No primeiro semestre de 2018, o grupo envolvido com a disciplina Oficina Montagem I, ministrada pela professora Tatiana Cardoso, decidiu que trabalharia tendo por base o texto dramático Estado de sítio, escrito em 1948 pelo dramaturgo Albert Camus (1913-1960), francês nascido na Argélia. Em junho, ao final do semestre, foi apresentado o resultado, chamado pela equipe de “em processo”, pois surgiu a proposta, oriunda dos alunos, de dar continuidade à investigação cênica desenvolvida naqueles primeiros meses. Aceitei a proposição e me dispus, no semestre seguinte, a assumir a turma e continuar com o trabalho em processo, mas estabeleci uma condição: a de que eu tivesse liberdade total para modificar o que fôra até então criado e, mais do que isso, focar nos temas que eu percebia presentes no texto de Camus e que eu gostaria de relacionar, muito mais criticamente, com a era Bolsonaro que, naquele momento, começava a se materializar. Após esse acerto iniciamos o trabalho, e estou convicto de que o período em que erguemos o espetáculo Nosso Estado de Sítio, entre agosto e novembro de 2018, foi decisivo para o resultado que obtivemos: criávamos antes, durante e após o processo eleitoral que levou Bolsonaro à presidência do Brasil. Não poderíamos ter estímulo mais afiado para construir a crítica política e comportamental que encenamos.

Uma vez estendido o pano de fundo - os absurdos ideológicos advindos de apoiadores e do próprio Bolsonaro -, era preciso encontrar a melhor maneira de relacionar a fábula de Camus, na qual a passagem de um cometa pela cidade de Cádiz, na Espanha, traz a reboque a chegada da Peste e da Morte, ambas encarnadas em figuras antropomorfizadas, trazendo destruição, medo e perda de vidas. Minha opção foi a de radicalizar a encenação, no sentido mesmo de raiz: limar tudo que se configurava como excessos discursivos (por se tratar de um texto com 70 anos, era muito presente a importância dada por Camus à palavra) e substituir por imagens que, se nem sempre fiéis àquelas propostas pelo dramaturgo, surgiam como alternativas atualizadas para o espírito do século XXI, ao tratar de preconceito, intransigência e desgoverno. 

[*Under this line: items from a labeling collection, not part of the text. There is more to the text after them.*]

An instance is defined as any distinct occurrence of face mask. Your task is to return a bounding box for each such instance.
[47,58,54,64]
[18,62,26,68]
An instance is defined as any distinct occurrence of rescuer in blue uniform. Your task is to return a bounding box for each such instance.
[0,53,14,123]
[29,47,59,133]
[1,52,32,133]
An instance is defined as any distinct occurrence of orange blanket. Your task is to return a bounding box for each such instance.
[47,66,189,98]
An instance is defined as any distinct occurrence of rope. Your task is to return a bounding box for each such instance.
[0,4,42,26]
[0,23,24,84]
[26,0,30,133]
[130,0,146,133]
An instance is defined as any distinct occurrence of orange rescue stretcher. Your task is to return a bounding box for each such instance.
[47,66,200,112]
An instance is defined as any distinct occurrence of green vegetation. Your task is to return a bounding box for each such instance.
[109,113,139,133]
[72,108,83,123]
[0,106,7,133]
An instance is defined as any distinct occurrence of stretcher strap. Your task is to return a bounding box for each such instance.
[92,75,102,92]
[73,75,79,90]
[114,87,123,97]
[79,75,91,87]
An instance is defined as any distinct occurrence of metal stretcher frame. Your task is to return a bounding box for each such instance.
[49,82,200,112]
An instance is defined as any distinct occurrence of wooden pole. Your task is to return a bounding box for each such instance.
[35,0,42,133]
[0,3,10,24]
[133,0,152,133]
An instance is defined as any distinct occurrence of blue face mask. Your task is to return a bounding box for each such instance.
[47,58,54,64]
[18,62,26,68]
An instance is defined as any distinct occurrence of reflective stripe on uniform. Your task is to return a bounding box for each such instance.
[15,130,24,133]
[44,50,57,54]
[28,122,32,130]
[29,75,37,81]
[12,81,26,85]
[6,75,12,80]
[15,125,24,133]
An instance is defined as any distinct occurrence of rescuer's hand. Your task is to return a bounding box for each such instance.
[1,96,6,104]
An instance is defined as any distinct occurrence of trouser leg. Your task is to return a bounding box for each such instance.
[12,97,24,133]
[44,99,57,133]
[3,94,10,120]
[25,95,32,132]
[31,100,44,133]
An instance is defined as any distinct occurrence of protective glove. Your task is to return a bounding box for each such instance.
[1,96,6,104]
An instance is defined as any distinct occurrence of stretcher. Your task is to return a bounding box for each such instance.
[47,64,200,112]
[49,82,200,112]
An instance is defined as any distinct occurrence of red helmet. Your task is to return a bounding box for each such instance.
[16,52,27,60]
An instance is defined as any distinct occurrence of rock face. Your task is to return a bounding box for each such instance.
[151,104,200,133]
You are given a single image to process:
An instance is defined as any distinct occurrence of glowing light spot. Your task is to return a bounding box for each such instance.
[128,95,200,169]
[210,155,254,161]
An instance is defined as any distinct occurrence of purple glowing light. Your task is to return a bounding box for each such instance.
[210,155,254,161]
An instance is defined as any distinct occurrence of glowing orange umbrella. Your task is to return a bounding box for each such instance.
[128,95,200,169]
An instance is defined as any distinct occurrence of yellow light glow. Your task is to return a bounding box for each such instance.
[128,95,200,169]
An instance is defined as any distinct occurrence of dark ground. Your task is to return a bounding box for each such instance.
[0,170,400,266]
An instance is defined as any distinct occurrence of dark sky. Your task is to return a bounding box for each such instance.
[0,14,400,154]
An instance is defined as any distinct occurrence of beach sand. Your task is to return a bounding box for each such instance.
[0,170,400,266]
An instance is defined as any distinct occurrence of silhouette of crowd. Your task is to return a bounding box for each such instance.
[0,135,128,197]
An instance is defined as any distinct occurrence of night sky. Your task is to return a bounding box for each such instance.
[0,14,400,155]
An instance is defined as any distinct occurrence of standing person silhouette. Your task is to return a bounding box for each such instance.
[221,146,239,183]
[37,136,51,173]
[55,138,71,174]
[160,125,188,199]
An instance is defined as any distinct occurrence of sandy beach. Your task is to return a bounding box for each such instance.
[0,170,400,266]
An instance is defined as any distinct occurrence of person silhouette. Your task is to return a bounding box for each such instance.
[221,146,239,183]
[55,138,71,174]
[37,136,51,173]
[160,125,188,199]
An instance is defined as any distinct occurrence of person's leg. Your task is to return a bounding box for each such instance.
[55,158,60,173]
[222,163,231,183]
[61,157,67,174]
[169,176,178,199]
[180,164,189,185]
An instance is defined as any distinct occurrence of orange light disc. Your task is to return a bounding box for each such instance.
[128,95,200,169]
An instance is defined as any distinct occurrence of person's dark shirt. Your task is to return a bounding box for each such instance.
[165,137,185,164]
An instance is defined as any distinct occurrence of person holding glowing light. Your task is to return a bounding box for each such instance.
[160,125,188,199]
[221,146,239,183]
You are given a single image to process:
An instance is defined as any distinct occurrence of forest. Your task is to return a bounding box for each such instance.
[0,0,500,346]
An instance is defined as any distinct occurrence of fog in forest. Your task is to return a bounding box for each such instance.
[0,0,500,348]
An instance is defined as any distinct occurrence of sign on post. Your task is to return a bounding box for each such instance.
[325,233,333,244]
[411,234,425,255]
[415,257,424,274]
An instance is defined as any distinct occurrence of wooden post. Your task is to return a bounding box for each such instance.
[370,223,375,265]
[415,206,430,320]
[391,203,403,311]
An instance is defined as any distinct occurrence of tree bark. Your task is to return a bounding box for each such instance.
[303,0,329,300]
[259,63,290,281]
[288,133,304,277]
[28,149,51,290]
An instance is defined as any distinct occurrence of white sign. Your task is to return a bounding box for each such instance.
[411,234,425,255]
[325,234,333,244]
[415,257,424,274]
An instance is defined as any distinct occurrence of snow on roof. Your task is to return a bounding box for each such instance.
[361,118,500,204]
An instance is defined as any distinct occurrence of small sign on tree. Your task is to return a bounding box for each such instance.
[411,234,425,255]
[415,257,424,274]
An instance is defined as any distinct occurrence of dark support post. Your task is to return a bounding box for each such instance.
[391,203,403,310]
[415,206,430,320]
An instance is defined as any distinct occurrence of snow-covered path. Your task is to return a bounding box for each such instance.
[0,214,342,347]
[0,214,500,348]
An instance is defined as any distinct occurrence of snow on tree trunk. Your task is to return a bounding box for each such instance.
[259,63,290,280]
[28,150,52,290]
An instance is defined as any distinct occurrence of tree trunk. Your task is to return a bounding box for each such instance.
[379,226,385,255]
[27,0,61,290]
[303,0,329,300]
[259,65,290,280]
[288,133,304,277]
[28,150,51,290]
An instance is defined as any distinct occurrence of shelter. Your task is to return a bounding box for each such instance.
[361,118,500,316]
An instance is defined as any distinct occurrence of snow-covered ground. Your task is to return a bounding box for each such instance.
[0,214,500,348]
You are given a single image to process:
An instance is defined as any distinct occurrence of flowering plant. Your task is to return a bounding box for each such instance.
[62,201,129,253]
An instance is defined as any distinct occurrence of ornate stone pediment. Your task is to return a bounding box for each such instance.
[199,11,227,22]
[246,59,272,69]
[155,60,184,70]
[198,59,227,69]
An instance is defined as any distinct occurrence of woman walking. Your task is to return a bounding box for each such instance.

Encontrar figura homóloga à Peste foi fácil: o ultraconservadorismo nosso contemporâneo se colou à perfeição à metáfora camusiana: que chega com um ímpeto de destruição, de terra arrasada, passando como tanque de guerra sobre a diversidade, a delicadeza da diferença e o direito de ser quem se é. Minha indicação era a de tornar os três longos atos da peça de Camus em uma bofetada de 40 minutos, sem pudor de contar a “história” de forma diversa de uma narrativa convencional. Ao invés de personagens, como propunha Camus, construímos figuras intercambiáveis entre atores e atrizes. A fluidez de gênero nessas figuras também foi uma marca: um ator podia atuar como a personagem feminina Vitória, assim como uma mulher podia atuar a personagem masculina Diogo.
Outra decisão foi a de investir na coralidade. Os coros predominam no espetáculo, dando volume à cena, eivada de corpos que se movem e se fazem ouvir: um coro que ora representa os opressores, ora os oprimidos. Também considero a cara do espetáculo as citações ao Brasil contemporâneo, antropofagizando falas, situações e imagens associadas à era Bolsonaro. Afinal, esse é o “nosso estado de sítio”, não mais apenas o de Camus.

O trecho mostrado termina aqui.